BnF, Mss, NAF 16347, f. 137-138
Transcription de Gwenaëlle Sifferlen assistée de Florence Naugrette

a) Les points d’exclamation courent jusqu’au bout de la ligne.

Notes

[1Extrait de la chanson populaire Giroflé, Girofla : « Que t’as d’jolies filles, (ou Que t’as de belles filles) / Giroflé, Girofla, / Que t’as d’jolies filles, / L’amour m’y compt’ra. (bis) / – Elles sont jeunes et gentilles, (ou Ell’ sont bell’ et gentilles) / Giroflé, Girofla, / Elles sont jeunes et gentilles, / L’amour m’y compt’ra. (bis) / – Donne-moi z’en donc une, / – Pas seul’ment la queue d’une, / – J’irai au bois seulette, / – Cueillir la violette, / – Quoi fair’ de la violette ? / – Pour mettre à ma coll’rette, / – Si le roi t’y rencontre ? / – J’lui f’rai trois révérences, / - Si la rein’ t’y rencontre ? / - J’lui f’rai trois révérences, / – Si le Diabl’ t’y rencontre ? / - Je lui ferai les cornes ». C’est une ronde enfantine où une bande de jeunes filles se tient par la main, la plus grande au milieu pour conduire le chœur. L’une d’entre elles vient au devant en chantant un couplet puis recule et le même jeu se renouvelle à chaque fois. Au dernier couplet la dernière, en faisant les cornes avec ses doigts, prend une grosse voix, et fait peur à la petite troupe qui s’enfuit. Le nom de la chanson a inspiré le titre d’une opérette jouée en 1874, dans laquelle Giroflé et Girofla sont les deux filles jumelles d’un noble espagnol.

[2Hugo est en train de terminer la rédaction du Rhin.

[3Il s’agit d’une boîte à volets que Hugo lui a offerte la veille et qu’elle attendait depuis longtemps.
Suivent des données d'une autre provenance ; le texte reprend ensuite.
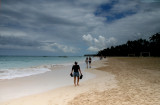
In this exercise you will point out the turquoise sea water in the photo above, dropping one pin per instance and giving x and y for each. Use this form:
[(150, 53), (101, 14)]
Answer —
[(20, 66)]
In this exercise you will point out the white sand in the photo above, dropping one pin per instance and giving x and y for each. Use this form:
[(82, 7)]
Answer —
[(59, 96)]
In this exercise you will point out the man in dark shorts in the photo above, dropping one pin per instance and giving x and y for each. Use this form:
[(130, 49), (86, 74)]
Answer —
[(76, 70)]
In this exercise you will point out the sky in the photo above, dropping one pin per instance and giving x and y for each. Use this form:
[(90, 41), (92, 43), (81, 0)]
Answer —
[(74, 27)]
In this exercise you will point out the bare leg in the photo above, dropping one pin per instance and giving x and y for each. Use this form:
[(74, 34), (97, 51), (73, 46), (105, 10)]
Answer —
[(75, 81), (78, 81)]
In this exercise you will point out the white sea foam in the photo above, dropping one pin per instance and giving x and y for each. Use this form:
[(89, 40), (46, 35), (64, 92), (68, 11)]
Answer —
[(15, 73)]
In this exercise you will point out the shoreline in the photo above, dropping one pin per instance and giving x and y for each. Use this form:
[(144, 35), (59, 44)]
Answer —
[(118, 81), (34, 84), (90, 83)]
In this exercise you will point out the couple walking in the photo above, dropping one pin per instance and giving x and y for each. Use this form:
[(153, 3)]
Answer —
[(88, 61)]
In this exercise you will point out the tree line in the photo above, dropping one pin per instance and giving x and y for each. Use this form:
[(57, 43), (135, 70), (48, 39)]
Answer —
[(135, 48)]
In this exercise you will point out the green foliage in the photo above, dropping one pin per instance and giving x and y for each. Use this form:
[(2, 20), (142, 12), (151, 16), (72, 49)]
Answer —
[(134, 47)]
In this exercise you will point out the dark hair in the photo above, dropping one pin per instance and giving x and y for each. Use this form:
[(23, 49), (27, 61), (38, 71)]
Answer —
[(75, 62)]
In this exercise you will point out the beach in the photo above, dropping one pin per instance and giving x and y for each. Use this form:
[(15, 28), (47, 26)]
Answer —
[(117, 81)]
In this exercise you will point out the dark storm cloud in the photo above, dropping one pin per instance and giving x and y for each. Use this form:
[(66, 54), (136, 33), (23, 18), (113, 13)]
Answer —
[(32, 24)]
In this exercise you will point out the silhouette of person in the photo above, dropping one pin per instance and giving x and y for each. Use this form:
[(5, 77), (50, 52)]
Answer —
[(90, 60), (76, 69), (86, 62)]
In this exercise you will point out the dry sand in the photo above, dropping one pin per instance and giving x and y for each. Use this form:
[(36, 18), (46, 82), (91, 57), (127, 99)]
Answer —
[(62, 96), (138, 84), (119, 81)]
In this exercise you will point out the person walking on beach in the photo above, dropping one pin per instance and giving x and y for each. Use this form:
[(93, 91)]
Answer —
[(76, 69), (86, 62), (90, 60)]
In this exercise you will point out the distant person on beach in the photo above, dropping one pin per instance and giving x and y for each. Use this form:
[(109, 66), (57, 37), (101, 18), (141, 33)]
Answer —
[(77, 70), (90, 60), (86, 62)]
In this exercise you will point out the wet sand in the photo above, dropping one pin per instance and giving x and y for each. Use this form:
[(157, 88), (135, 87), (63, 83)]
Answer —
[(138, 84)]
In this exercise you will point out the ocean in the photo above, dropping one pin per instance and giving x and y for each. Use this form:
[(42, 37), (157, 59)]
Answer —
[(21, 66)]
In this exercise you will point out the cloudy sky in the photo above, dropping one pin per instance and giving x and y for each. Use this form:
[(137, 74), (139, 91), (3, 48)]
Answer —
[(74, 27)]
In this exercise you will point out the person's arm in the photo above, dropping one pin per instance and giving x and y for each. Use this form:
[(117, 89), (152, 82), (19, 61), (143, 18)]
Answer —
[(80, 70), (72, 70)]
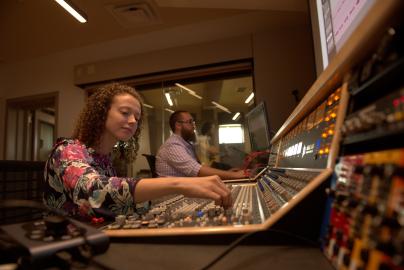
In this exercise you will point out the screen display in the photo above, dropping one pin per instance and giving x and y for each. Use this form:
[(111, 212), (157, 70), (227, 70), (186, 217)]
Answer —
[(333, 22), (258, 128)]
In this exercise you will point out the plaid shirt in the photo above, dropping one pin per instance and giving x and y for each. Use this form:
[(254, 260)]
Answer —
[(177, 157)]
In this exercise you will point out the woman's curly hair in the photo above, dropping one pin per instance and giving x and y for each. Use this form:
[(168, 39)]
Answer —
[(91, 122)]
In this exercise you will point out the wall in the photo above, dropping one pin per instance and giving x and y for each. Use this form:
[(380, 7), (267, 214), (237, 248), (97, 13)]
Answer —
[(251, 35), (283, 62)]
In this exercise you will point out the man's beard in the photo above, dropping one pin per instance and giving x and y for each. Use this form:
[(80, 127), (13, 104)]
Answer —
[(188, 135)]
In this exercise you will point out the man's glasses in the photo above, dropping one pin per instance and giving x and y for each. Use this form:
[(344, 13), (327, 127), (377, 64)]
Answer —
[(190, 121)]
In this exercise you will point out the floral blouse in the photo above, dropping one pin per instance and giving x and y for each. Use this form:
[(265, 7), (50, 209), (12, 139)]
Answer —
[(84, 183)]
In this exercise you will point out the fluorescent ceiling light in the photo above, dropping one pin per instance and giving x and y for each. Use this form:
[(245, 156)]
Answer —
[(223, 108), (68, 6), (148, 106), (168, 110), (168, 97), (191, 92), (249, 98)]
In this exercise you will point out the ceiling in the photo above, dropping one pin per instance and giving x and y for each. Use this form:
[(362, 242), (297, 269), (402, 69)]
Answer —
[(35, 28)]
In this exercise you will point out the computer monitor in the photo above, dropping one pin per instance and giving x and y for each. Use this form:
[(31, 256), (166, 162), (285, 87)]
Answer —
[(333, 22), (258, 130)]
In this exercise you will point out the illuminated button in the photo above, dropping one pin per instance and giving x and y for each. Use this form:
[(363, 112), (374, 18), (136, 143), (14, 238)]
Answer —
[(398, 116)]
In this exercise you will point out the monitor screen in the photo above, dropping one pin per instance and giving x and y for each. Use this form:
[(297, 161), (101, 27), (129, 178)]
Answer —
[(333, 21), (258, 128)]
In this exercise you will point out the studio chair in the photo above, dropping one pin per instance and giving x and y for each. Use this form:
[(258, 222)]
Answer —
[(151, 160)]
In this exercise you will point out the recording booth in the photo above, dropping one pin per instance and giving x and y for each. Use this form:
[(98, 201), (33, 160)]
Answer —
[(331, 193)]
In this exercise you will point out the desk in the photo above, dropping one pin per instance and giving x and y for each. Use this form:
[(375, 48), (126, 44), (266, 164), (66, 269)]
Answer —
[(145, 256)]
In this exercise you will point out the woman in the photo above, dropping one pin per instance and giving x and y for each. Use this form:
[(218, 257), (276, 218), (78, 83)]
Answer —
[(79, 176)]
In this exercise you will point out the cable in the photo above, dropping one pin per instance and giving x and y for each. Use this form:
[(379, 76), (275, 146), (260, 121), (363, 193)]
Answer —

Elle l’appelle « cabinet » car elle a lu dans Les Historiettes de Tallemant la description d’un objet ressemblant que Mme de Sévigné qualifiait ainsi.

[4Pour chaque nouvelle année, Hugo écrit à Juliette une lettre qu’elle range précieusement dans le Livre rouge.

[5Juliette et Hugo sont devenus amants en février 1833.